Early Wednesday Notes

Belmont week is upon us, and the next few days will be hectic for Calvin Borel, undisputed star of the media luncheon hosted by NYRA on Tuesday afternoon at Madison Square Garden. A dense scrum of photographers and reporters formed around the jockey wherever he stopped in the room, and Borel obliged by answering every question with good humor and confidence. Not that there was any reason for the rider to do otherwise: Earlier, he’d continued his conquest of late night by taping a segment with David Letterman that’ll air on Friday; on Thursday, along with trainers Chip Woolley and Gary Contessa, he’ll ring the opening bell at the New York Stock Exchange. Interest in the rider is so high that, as the Triple Crown season winds to end, he’s retained a consultant to help him sort endorsement offers and media requests.

Standing in the midst of recorders and microphones and cameras, Borel looked like a happy man, unfazed by the drama of the past five weeks, untroubled by the upcoming Belmont and the prospect of facing nine determined rivals and a long, tiring stretch. He was relishing his success, and he was — as he said with certainty several times — sure of his horse. “He’ll win.” Pressed, Borel pointed to Mine That Bird’s work on Monday. “He was kicking and bucking,” said the rider, who was aboard for the four furlong breeze. “He worked the same way as he did before the Derby.” Up on the podium, answering the question yet again, Borel invoked another sporting lyricist: “When he sings, he sings,” and reminded everyone of Mine That Bird’s late run. “He has such a turn of foot,” said Borel. “I’ll ask him to go with three-eighths left, and if he does that last eighth of a mile in :13, we’ll win the race.” Once again, the easy confidence, tempting all who listened to agree.

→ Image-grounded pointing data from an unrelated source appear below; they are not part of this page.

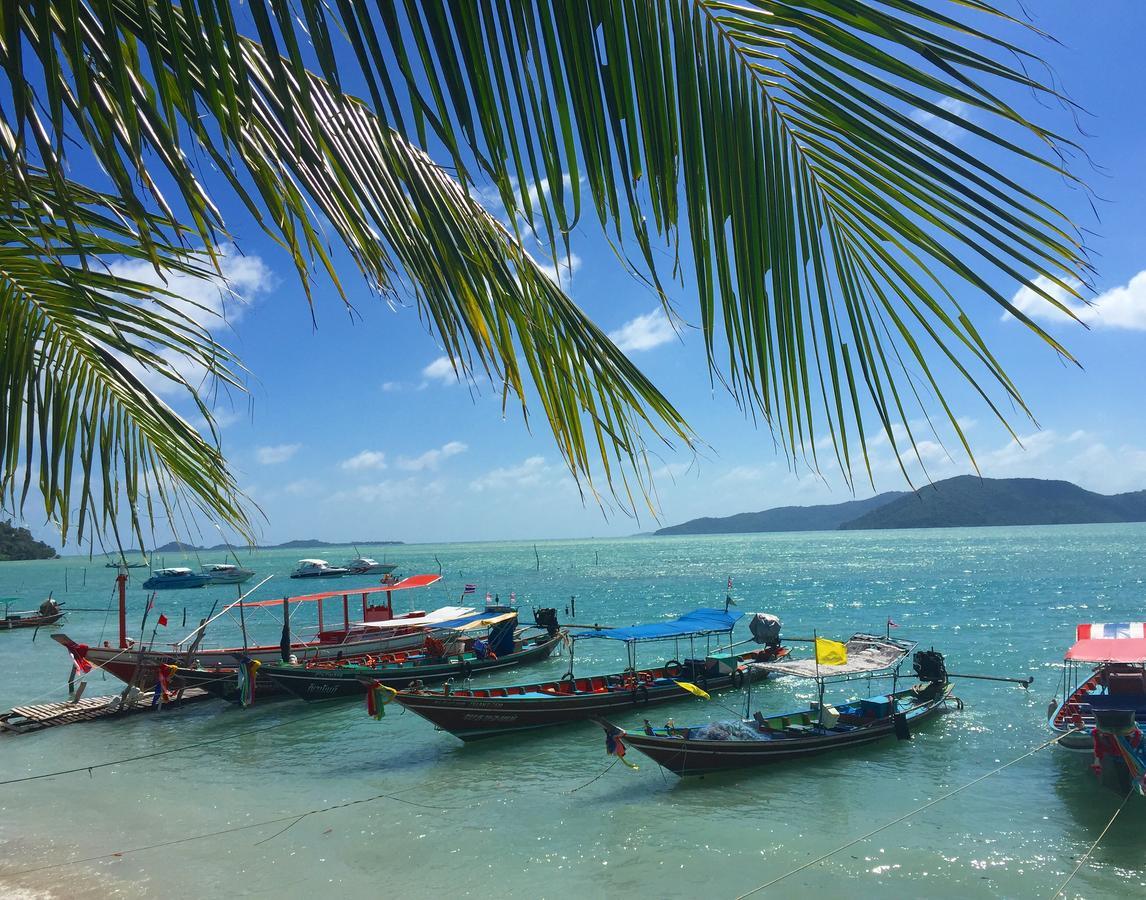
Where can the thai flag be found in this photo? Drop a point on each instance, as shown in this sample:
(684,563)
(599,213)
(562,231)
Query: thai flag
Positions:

– Mine That Bird arrives at Belmont today and will gallop over the main track on Thursday and Friday, said Woolley, explaining that he didn’t bring the Derby winner to New York earlier because he “didn’t want him to be miserable.” According to Woolley, Mine That Bird “loves the Churchill surface,” and there was some concern he might not feel the same about Belmont. “The racetrack is very sandy, very deep,” said the trainer, allowing that might be a factor not in the gelding’s favor on Saturday.

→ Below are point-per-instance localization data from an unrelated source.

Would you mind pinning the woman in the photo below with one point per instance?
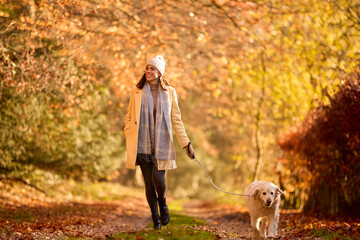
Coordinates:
(152, 113)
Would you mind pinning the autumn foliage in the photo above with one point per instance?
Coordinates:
(325, 150)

– Odds and ends: Overheard, a reporter asking Mine That Bird co-owner Dr. Leonard Blach, “Why don’t you wear a black cowboy hat?” (Mark Allen kept his on through the event) … Rajiv Maragh feels good about his chances on longshot Brave Victory, third in the Peter Pan, and one of two expected to start for trainer Nick Zito. “The race is ideal for him … and his trainer has a history.” Dreams of Da’ Tara redux? “I think a win could help launch my career,” said the young NY-based rider riding in his first Belmont. I wished Maragh much luck … Dunkirk rider John Velazquez drew a big laugh when he said to the crowd, “I want to tell the riders: Stay on the rail,” but there was little joking about his words. Borel won’t have an easy trip on Saturday … Tim Ice said that Summer Bird has bulked up in recent weeks. “He’s put on 150 pounds since the Derby.”